Addressed the needs-human finding in 40e58f9: the preserveUserFacingSessionModelState (heartbeat) path built metadataPatch from only updatedAt/lastInteractionAt, so the rotated sessionId/sessionFile assigned on next never reached mergeSessionEntry. A heartbeat turn runs through the embedded runner and can hit a compaction rotation, so that path would have reintroduced the #88040 deadlock.

The rotated identity (sessionId + sessionFile + sessionStartedAt) is now carried into the preserve-path patch as well — a physical transcript rotation is filesystem identity, not user-facing model state. Added a preserved-state rotation regression test (the missing coverage you flagged).
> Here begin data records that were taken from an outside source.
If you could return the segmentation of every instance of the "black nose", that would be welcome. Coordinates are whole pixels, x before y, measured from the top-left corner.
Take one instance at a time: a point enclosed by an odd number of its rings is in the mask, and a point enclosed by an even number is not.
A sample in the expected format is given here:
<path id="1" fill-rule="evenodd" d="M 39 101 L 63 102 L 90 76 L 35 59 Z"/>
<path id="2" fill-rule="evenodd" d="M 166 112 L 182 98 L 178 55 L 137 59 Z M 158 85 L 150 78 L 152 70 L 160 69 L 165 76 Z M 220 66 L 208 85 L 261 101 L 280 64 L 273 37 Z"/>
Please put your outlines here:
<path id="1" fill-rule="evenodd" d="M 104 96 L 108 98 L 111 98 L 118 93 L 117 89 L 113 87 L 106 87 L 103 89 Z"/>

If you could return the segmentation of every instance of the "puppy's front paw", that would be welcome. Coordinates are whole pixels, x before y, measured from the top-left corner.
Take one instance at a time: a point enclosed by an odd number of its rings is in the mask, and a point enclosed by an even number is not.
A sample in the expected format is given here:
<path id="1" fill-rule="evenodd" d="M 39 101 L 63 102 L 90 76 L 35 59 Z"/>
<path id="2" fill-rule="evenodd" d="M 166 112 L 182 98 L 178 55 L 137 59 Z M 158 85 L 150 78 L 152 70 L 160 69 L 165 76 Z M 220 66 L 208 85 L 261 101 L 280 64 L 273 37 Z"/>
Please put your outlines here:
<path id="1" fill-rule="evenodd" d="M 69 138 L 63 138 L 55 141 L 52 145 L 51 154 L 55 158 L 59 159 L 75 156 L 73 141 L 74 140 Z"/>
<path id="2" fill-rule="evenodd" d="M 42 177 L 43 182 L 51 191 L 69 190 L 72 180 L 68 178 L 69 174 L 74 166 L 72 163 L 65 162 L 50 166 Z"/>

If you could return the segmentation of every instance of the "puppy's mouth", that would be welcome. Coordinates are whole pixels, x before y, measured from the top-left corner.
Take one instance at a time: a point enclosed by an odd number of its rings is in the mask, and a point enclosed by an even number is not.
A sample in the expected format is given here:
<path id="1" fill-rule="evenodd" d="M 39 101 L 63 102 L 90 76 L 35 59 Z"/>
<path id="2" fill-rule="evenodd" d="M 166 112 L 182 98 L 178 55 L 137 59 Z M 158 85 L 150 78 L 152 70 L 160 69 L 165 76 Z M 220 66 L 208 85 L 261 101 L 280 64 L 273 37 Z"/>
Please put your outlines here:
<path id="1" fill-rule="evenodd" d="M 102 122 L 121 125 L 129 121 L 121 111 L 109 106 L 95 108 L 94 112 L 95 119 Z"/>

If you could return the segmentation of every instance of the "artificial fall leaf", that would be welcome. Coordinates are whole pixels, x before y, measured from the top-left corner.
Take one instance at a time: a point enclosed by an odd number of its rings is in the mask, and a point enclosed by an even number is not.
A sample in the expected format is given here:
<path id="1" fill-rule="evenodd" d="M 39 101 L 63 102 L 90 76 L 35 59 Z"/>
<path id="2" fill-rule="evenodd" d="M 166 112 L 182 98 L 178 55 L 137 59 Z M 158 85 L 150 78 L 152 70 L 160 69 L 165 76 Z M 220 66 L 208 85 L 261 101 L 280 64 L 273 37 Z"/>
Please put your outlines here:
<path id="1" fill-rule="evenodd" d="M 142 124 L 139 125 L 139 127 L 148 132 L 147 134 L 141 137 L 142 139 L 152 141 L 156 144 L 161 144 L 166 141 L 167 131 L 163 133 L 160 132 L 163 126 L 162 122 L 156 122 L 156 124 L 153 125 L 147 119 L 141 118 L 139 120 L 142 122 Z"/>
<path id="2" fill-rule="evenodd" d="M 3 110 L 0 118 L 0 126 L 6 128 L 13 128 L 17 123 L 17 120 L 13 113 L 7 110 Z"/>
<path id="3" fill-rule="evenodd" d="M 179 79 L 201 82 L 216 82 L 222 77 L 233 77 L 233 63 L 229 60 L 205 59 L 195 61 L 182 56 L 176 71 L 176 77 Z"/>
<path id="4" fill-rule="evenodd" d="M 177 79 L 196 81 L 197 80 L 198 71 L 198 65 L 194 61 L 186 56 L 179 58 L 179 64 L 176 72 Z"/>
Validation: node scripts/run-vitest.mjs src/agents/command/session-store.test.ts → 72 passed; oxfmt --check, oxlint, tsgo:core, tsgo:core:test all green.

[clawsweeper]

🦞🧹
ClawSweeper re-review requested.

I asked ClawSweeper to review this item again.
Action: item re-review queued (workflow sweep.yml, event repository_dispatch).
Result: the existing ClawSweeper review comment will be edited in place when the review finishes.

Re-review progress:

• State: Complete
• Detail: The targeted re-review finished, the durable review comment was updated, and the synced verdict was routed.
• Run: https://github.com/openclaw/clawsweeper/actions/runs/26656998017
• Updated: 2026-05-29T19:20:14.160Z

[coder999999999]

Closing as a duplicate — #88040 was fixed on main by #88055 (commit 9601172, "fix(agents): preserve rotated compaction session identity"), which merged while this was in review.

The landed fix covers the same rotated-identity adoption plus usage-family tracking, and handles the CLI-vs-embedded session-id distinction. No reason to carry a second, now-conflicting change for the same issue. Thanks @1052326311 — closing in favor of the merged fix.